Select the OCI Data Flow application

You can configure the parameters for the application this includes the shape for the driver and executor, the number of executors — there are also parameters for enabling auto scaling in the Spark configuration.

In the arguments list you can specify all of the information for the application you have published previously.

In OCI Data Integration in this arguments property you will have to specify these values with comma delimiters as follows.

The comma is needed, the information tool tip has details, its useful to add a parameter for this property also, then you can run the task for all different inputs and outputs — Arguments that will be used to invoke the main class. Define parameters using Spark shell syntax. To pass multiple arguments use comma for separating the arguments.

You can also specify Spark configuration properties such as spark.sql.files.maxRecordsPerFile (see documentation here). This is useful if you are producing data for some downstream system that cannot handle large files.
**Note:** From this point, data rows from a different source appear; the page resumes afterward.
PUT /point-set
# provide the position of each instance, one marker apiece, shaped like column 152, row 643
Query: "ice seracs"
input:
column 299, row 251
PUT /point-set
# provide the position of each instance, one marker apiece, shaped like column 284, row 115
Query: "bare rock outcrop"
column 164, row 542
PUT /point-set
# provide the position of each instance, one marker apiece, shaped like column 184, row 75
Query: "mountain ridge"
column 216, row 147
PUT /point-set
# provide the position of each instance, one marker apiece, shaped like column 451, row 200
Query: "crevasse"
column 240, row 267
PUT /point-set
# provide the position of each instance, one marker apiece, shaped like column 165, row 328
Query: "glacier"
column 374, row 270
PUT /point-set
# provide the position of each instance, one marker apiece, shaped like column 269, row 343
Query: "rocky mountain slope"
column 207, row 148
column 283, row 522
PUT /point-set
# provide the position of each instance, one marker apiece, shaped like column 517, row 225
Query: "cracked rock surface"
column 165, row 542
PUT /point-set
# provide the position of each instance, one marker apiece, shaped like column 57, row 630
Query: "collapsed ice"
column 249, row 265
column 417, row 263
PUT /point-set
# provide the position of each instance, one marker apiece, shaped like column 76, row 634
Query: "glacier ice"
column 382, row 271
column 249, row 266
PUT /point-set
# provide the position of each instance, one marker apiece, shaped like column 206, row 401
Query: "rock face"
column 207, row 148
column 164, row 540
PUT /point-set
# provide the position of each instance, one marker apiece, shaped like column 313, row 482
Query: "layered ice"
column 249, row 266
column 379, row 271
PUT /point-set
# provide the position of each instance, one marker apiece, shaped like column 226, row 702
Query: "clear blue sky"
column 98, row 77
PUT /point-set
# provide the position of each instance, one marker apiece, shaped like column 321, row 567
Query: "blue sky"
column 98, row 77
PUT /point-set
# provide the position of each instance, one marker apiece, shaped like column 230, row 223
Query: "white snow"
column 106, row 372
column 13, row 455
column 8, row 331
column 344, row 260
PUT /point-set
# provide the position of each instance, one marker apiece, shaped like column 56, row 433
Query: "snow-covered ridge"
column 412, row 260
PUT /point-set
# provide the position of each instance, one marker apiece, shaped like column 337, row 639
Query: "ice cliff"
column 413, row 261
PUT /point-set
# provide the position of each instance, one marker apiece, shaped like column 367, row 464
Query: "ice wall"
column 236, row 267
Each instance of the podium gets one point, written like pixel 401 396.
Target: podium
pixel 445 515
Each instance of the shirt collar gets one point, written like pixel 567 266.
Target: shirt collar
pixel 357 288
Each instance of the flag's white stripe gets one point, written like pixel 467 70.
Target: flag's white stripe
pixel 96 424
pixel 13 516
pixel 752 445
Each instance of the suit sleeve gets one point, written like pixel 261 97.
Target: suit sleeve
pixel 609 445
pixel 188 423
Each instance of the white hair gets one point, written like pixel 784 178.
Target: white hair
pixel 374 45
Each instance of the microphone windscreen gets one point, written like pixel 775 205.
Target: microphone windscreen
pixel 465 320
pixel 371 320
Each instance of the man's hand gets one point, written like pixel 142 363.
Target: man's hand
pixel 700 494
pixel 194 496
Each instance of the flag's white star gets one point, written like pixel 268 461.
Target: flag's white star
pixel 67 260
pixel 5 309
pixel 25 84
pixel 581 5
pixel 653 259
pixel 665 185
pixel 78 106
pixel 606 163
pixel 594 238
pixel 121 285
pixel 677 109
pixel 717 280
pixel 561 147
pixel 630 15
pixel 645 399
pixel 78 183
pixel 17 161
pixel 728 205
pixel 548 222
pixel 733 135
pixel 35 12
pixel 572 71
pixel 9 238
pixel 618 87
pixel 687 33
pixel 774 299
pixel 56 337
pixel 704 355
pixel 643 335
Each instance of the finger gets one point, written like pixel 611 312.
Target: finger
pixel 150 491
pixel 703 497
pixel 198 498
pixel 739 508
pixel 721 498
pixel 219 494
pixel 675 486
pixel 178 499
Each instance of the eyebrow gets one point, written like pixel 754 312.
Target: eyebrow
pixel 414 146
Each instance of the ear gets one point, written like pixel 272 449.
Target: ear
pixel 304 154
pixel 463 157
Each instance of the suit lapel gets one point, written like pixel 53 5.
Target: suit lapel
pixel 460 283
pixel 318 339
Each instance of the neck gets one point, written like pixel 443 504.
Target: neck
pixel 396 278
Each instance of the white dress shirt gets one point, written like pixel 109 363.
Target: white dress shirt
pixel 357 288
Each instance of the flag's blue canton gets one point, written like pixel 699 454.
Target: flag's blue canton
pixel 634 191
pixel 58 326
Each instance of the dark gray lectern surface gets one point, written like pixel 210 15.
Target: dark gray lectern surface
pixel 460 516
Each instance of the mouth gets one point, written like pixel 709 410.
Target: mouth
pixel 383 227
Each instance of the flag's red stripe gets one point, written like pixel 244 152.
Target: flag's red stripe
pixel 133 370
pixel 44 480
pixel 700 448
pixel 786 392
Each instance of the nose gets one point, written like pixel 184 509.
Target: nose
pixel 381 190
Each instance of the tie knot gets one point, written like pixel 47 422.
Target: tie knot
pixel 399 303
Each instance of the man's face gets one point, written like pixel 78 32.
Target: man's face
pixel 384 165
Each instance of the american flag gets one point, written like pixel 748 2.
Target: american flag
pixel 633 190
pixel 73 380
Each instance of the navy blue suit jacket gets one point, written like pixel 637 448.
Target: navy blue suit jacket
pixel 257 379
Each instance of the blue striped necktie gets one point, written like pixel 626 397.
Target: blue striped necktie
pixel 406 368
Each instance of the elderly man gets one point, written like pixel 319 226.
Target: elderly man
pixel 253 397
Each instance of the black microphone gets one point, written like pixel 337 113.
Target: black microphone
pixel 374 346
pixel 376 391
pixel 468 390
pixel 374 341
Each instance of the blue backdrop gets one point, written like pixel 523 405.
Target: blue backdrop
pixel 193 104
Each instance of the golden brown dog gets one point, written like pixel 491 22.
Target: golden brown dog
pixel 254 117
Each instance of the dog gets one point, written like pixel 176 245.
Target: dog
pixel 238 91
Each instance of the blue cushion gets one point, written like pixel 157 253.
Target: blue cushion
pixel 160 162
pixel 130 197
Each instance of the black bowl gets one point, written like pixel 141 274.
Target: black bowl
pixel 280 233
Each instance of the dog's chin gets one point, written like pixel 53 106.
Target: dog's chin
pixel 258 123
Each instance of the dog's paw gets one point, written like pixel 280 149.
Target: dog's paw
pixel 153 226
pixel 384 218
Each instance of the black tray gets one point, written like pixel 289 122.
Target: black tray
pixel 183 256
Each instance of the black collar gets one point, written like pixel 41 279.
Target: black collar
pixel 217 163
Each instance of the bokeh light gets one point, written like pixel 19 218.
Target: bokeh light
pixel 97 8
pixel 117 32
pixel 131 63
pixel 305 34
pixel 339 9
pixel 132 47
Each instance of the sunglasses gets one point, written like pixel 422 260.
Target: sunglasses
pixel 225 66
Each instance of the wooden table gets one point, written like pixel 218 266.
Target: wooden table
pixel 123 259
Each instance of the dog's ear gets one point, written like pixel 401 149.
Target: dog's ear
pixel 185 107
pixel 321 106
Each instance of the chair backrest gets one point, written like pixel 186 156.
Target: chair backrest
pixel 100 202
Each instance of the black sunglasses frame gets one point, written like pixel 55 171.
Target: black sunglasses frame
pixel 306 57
In addition, if you want to enable auto scaling, define the properties with the values you required (the properties beginning with spark.dynamicAllocation and spark.dataflow);

Of course as the post mentioned you can also specify partitioning in formation for the target in the Arguments value— then you can partition by a value such as a date for example rather than purely by size.

With that, our task is defined! We need to ensure that the workspace resource policy has access to our OCI Dataflow application. See the policies in the OCI Data Integration documentation here. When the policies are defined you should be able to successfully execute, schedule and orchestrate your task.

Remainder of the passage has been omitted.